L’opération lui parut durer une éternité ; tremblant au milieu des flammes, son corps luttait contre la chaleur, cherchait à la canaliser comme une rivière canalise l’eau, afin de la déverser dans l’océan de feu doré du soc. Et à l’intérieur du soc, les atomes se démenaient pour exécuter ce que leur avait demandé Alvin, soucieux de lui obéir quoique ignorants de la marche à suivre. Mais l’appel qu’il leur avait lancé était puissant, trop puissant pour qu’ils ne l’entendent pas ; et il y avait davantage que le simple fait de l’entendre. Comme s’ils reconnaissaient qu’il voulait leur bien. Ils lui faisaient confiance, ils tenaient à devenir le soc de charrue vivant dont il rêvait ; alors, dans un million de poussières de temps si infimes qu’une seconde leur paraissait une éternité, ils essayèrent d’une façon, essayèrent de l’autre, jusqu’à ce que, quelque part dans la lame d’or, une nouvelle configuration apparaisse, qui se savait vivante exactement comme le voulait Alvin. En un instant, la configuration envahit le soc. Il vivait.

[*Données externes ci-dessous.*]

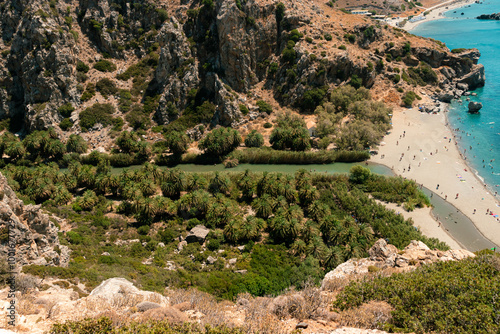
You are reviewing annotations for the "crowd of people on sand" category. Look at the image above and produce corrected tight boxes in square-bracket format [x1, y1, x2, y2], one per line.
[381, 118, 500, 227]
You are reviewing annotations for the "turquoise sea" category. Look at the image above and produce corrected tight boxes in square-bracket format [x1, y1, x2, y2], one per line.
[411, 0, 500, 192]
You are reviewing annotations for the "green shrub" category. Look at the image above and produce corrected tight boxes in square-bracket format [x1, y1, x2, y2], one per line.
[300, 86, 328, 112]
[245, 130, 264, 147]
[79, 103, 115, 131]
[59, 118, 73, 131]
[198, 128, 241, 156]
[334, 253, 500, 333]
[94, 59, 116, 72]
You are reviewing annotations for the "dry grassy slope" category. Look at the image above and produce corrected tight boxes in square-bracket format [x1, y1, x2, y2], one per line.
[229, 0, 445, 141]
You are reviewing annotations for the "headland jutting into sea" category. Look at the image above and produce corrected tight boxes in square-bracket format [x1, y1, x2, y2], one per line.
[373, 2, 500, 249]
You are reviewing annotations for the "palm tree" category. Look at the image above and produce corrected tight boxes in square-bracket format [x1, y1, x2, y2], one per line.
[154, 196, 177, 219]
[321, 246, 345, 270]
[94, 174, 109, 195]
[52, 185, 73, 204]
[299, 184, 319, 206]
[257, 172, 271, 197]
[139, 179, 156, 197]
[208, 172, 230, 194]
[79, 190, 98, 211]
[187, 173, 208, 191]
[223, 220, 239, 243]
[306, 236, 328, 261]
[300, 219, 319, 243]
[290, 239, 307, 258]
[238, 169, 255, 200]
[295, 168, 311, 190]
[307, 201, 330, 222]
[135, 197, 158, 219]
[252, 194, 275, 219]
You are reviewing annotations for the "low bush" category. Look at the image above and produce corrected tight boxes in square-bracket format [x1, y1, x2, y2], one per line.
[245, 130, 264, 147]
[334, 251, 500, 333]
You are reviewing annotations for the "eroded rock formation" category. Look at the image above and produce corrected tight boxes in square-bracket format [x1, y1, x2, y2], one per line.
[0, 174, 69, 267]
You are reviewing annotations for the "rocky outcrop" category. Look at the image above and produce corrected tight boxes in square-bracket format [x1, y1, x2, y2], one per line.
[321, 239, 476, 288]
[0, 174, 69, 267]
[154, 18, 200, 124]
[476, 13, 500, 21]
[186, 225, 210, 243]
[89, 277, 169, 306]
[468, 101, 483, 114]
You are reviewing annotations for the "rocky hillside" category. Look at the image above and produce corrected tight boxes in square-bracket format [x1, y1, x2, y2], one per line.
[0, 0, 484, 139]
[0, 174, 69, 271]
[0, 239, 475, 334]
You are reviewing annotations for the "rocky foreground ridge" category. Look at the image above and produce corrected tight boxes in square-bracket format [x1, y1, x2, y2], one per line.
[0, 239, 475, 334]
[0, 0, 485, 136]
[321, 239, 476, 289]
[0, 174, 70, 267]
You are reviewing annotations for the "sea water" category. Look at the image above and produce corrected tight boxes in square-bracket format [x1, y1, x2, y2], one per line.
[411, 0, 500, 193]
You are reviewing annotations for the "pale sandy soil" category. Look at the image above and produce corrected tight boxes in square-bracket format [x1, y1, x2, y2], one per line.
[377, 201, 464, 249]
[403, 0, 475, 32]
[371, 100, 500, 248]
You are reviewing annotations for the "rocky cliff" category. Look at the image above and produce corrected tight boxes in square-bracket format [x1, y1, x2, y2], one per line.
[0, 174, 69, 267]
[321, 239, 476, 289]
[0, 0, 485, 132]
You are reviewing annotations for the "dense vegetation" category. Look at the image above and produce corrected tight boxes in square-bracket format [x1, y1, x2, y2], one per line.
[335, 251, 500, 333]
[10, 160, 446, 299]
[315, 85, 391, 151]
[50, 318, 244, 334]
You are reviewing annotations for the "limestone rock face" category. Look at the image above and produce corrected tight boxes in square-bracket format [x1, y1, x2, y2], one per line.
[89, 277, 168, 306]
[154, 18, 200, 124]
[6, 5, 80, 130]
[321, 239, 476, 289]
[0, 174, 70, 267]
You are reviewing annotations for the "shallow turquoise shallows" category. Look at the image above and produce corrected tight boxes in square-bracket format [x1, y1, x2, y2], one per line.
[411, 0, 500, 193]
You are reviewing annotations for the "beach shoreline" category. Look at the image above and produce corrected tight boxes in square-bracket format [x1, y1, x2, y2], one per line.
[370, 97, 500, 250]
[402, 0, 475, 32]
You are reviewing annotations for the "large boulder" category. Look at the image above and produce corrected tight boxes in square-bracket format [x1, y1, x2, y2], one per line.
[186, 225, 210, 243]
[0, 174, 70, 267]
[321, 239, 476, 290]
[89, 277, 169, 311]
[468, 101, 483, 114]
[368, 239, 398, 261]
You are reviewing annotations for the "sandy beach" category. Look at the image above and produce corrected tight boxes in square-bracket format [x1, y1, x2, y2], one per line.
[371, 104, 500, 248]
[403, 0, 475, 31]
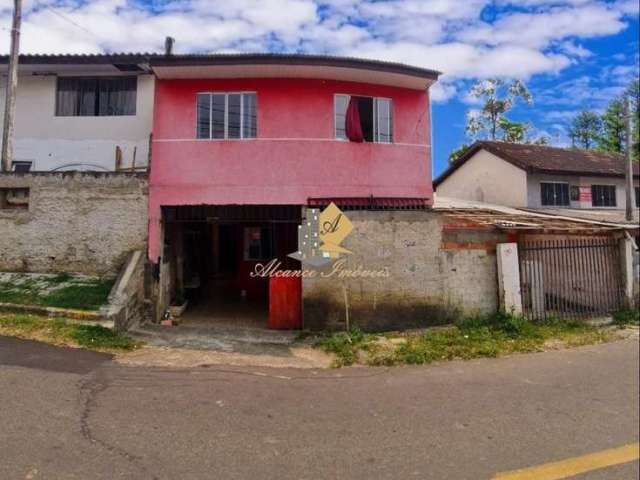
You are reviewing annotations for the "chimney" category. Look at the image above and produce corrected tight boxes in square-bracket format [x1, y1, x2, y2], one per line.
[164, 37, 176, 56]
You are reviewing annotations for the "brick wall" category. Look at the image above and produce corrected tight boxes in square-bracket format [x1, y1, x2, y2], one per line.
[303, 211, 507, 330]
[0, 172, 148, 274]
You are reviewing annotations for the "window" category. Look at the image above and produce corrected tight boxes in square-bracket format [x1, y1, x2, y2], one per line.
[333, 95, 393, 143]
[244, 227, 274, 260]
[591, 185, 616, 207]
[56, 77, 138, 117]
[11, 160, 33, 173]
[196, 93, 257, 140]
[0, 188, 29, 210]
[540, 182, 569, 207]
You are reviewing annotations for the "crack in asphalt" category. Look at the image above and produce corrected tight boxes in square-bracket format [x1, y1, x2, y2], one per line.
[78, 369, 159, 480]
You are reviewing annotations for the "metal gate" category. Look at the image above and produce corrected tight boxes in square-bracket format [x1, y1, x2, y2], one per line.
[518, 238, 624, 319]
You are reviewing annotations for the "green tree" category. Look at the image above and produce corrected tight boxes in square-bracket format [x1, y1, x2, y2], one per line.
[569, 110, 602, 150]
[498, 117, 531, 143]
[449, 143, 471, 163]
[466, 78, 531, 140]
[598, 98, 626, 153]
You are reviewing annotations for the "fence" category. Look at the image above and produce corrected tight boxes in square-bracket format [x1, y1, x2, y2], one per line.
[518, 238, 624, 319]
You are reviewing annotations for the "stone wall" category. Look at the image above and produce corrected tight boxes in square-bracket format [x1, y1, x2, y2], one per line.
[303, 211, 507, 330]
[0, 172, 148, 275]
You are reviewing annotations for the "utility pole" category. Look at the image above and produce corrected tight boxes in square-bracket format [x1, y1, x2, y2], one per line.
[625, 95, 633, 222]
[2, 0, 22, 172]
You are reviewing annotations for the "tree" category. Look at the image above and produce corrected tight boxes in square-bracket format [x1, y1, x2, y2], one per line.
[569, 110, 602, 150]
[498, 117, 531, 143]
[598, 98, 626, 153]
[449, 143, 470, 163]
[466, 78, 531, 140]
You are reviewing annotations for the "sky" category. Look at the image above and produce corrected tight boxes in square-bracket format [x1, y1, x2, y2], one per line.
[0, 0, 639, 175]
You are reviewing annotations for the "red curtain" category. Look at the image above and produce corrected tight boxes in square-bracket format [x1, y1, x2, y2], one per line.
[345, 97, 364, 143]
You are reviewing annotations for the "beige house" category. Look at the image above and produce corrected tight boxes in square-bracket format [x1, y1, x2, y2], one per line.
[433, 141, 640, 210]
[0, 54, 155, 172]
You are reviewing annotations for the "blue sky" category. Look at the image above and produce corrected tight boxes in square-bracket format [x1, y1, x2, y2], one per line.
[0, 0, 639, 174]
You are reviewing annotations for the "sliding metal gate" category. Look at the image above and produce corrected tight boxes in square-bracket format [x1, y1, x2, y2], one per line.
[518, 238, 624, 319]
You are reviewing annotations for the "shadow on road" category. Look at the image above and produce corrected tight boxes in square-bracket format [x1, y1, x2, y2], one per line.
[0, 336, 113, 374]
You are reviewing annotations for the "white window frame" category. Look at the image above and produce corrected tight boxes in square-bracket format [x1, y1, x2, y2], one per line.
[333, 93, 395, 145]
[196, 90, 258, 142]
[589, 183, 618, 208]
[11, 160, 36, 172]
[540, 180, 571, 207]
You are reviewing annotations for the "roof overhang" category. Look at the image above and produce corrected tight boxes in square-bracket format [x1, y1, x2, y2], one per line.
[0, 53, 152, 75]
[151, 54, 439, 90]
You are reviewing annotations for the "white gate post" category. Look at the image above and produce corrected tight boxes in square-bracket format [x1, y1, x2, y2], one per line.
[620, 237, 635, 308]
[496, 243, 522, 315]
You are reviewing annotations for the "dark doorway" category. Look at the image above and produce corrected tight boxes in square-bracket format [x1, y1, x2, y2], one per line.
[164, 206, 301, 328]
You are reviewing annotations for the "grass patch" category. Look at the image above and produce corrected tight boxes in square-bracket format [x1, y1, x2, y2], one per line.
[0, 314, 141, 351]
[613, 309, 640, 327]
[0, 273, 115, 310]
[318, 313, 611, 367]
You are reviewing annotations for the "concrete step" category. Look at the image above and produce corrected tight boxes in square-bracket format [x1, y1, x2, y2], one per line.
[128, 323, 297, 351]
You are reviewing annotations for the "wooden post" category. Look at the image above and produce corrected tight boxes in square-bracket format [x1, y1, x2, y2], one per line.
[625, 99, 633, 222]
[2, 0, 22, 172]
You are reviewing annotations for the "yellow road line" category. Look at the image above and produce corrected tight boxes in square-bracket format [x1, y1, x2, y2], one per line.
[493, 443, 640, 480]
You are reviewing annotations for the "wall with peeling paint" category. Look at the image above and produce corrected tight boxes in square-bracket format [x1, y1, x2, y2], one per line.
[0, 172, 148, 274]
[302, 211, 506, 330]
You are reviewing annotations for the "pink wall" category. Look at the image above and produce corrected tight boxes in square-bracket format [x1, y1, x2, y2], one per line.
[149, 79, 432, 259]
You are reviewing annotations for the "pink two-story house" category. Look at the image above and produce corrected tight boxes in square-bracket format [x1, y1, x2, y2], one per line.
[148, 54, 438, 324]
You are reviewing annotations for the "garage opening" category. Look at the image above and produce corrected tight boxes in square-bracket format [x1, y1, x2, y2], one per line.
[162, 205, 302, 328]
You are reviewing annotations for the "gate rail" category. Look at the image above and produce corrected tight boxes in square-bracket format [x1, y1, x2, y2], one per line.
[518, 238, 624, 319]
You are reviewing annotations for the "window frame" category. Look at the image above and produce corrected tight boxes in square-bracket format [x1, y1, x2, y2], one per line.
[53, 75, 139, 118]
[11, 160, 35, 173]
[591, 183, 618, 208]
[540, 180, 571, 207]
[195, 90, 258, 142]
[333, 93, 395, 145]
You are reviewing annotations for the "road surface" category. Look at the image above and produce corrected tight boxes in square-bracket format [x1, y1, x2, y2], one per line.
[0, 337, 639, 480]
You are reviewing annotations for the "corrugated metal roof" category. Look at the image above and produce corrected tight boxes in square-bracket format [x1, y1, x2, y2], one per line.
[0, 52, 440, 80]
[307, 197, 430, 210]
[433, 141, 640, 186]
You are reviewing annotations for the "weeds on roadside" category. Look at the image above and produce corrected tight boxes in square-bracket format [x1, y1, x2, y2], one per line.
[0, 272, 114, 310]
[613, 308, 640, 328]
[319, 312, 609, 366]
[0, 314, 140, 350]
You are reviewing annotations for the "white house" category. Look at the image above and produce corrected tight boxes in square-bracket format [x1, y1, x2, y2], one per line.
[433, 141, 640, 209]
[0, 54, 154, 171]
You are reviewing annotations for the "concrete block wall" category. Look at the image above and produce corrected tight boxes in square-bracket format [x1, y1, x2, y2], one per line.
[0, 172, 148, 275]
[302, 211, 505, 330]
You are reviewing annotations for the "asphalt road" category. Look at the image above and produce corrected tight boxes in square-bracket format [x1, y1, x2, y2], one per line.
[0, 337, 639, 480]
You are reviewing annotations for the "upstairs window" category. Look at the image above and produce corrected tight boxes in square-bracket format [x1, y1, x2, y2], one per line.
[334, 95, 393, 143]
[196, 93, 257, 140]
[591, 185, 616, 207]
[11, 160, 33, 173]
[56, 77, 138, 117]
[540, 182, 569, 207]
[0, 188, 29, 210]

Il vivait. Alvin sentit contre son corps replié bouger le soc qui s’ancra dans les braises avant de les trancher, les labourer comme s’il s’agissait d’un champ. Et parce que ce champ était stérile, incapable de porter la vie, le soc remonta aussitôt et se dégagea du feu pour gagner le pourtour de la forge. Il s’était déplacé parce qu’il avait décidé de se trouver ailleurs puis de s’y rendre ; arrivé au bord, il bascula et tomba par terre.
Au supplice, Alvin roula hors du feu et tomba lui aussi, pour s’écraser à son tour sur le sol froid de l’atelier. Maintenant qu’il n’était plus dans la fournaise, son corps gagnait la bataille contre la mort de sa chair, il guérissait comme il avait appris à le faire, sans qu’on ait besoin de le lui dire, de le diriger. Deviens toi-même, tel avait été l’ordre d’Alvin, et la marque de chaque élément vivant de son organisme s’était donc conformée au modèle qu’elle contenait, jusqu’à ce que le corps retrouve son intégrité et sa perfection, fasse peau neuve, sans cals ni brûlures.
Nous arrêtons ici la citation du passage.